Sian Beilock, a professor of psychology at the University of Chicago, has helped illuminate the cascade of mental events that lead professional athletes to choke. She uses golf as her experimental paradigm. When people are learning how to putt, it can seem like a daunting activity: There’s just so much to think about. Novice golfers need to hold the putter properly and keep their shoulders square. Then, they have to make sure that they hit the little white ball with a smooth stroke, making contact at the center of the putter head and letting the club move to the inside after impact. For an inexperienced player, a golf putt can seem like an endless checklist of do’s and don’ts.
But the mental exertion pays off, at least at first. Beilock has shown that novices hit better putts when they consciously reflect on their actions. The more time they spend thinking about the putt, the more likely they are to avoid beginner’s mistakes and sink the ball in the hole.
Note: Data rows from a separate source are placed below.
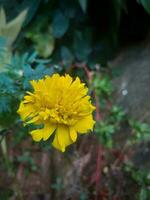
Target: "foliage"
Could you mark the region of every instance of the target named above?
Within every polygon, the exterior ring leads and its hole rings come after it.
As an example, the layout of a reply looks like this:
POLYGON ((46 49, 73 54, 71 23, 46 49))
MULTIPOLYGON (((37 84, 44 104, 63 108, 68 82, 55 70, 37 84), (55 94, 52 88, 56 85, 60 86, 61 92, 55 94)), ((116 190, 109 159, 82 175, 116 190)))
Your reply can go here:
MULTIPOLYGON (((134 4, 140 9, 143 7, 143 12, 145 10, 150 14, 149 0, 137 0, 134 4)), ((0 199, 5 200, 12 196, 23 199, 19 184, 16 184, 22 169, 25 177, 29 178, 31 174, 42 176, 42 169, 48 166, 48 159, 51 162, 51 169, 48 170, 52 174, 52 184, 45 185, 48 185, 48 191, 51 188, 52 193, 57 193, 60 197, 66 192, 65 182, 72 175, 74 187, 69 185, 71 198, 123 199, 122 196, 116 197, 119 186, 124 188, 125 181, 132 181, 132 189, 136 192, 130 194, 131 198, 150 199, 149 169, 141 169, 133 160, 138 145, 149 143, 150 126, 146 122, 132 119, 116 104, 112 83, 115 69, 113 71, 108 63, 121 45, 121 27, 124 16, 130 18, 130 1, 93 3, 88 0, 2 0, 1 6, 0 176, 4 174, 8 176, 6 179, 12 178, 15 184, 7 189, 1 189, 0 185, 0 199), (38 146, 27 139, 29 127, 24 127, 16 114, 25 91, 30 90, 29 81, 56 72, 78 75, 88 84, 89 93, 96 105, 95 134, 89 136, 94 138, 96 144, 86 137, 87 141, 83 140, 83 145, 81 138, 81 142, 63 156, 55 154, 48 143, 41 142, 38 146), (97 148, 100 148, 102 155, 99 155, 97 148), (45 154, 40 154, 35 159, 39 149, 42 153, 50 153, 49 157, 45 159, 45 154), (91 160, 85 164, 84 156, 88 153, 92 155, 91 160), (58 160, 55 160, 57 157, 58 160), (59 163, 61 159, 65 161, 64 165, 59 163), (41 168, 39 163, 42 163, 41 168), (69 163, 71 169, 67 168, 67 178, 64 181, 59 173, 56 175, 55 165, 61 171, 66 163, 69 163), (1 170, 4 172, 1 173, 1 170), (117 174, 119 183, 114 181, 112 174, 117 174), (127 175, 125 178, 124 174, 127 175), (79 183, 82 178, 83 186, 79 183)), ((133 17, 134 12, 132 14, 133 17)), ((129 30, 126 29, 128 33, 129 30)), ((43 179, 45 181, 48 178, 46 176, 43 179)))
A little experience, however, changes everything. After golfers have learned how to putt — once they have memorized the necessary movements — analyzing the stroke is a dangerous waste of time. Beilock has found, for instance, that when experienced golfers are forced to think about their putts, they hit significantly worse shots. All those conscious thoughts erase their years of practice; the grace of talent disappears. And this is why it’s dangerous to compete against a superstar: Players end up thinking up too much.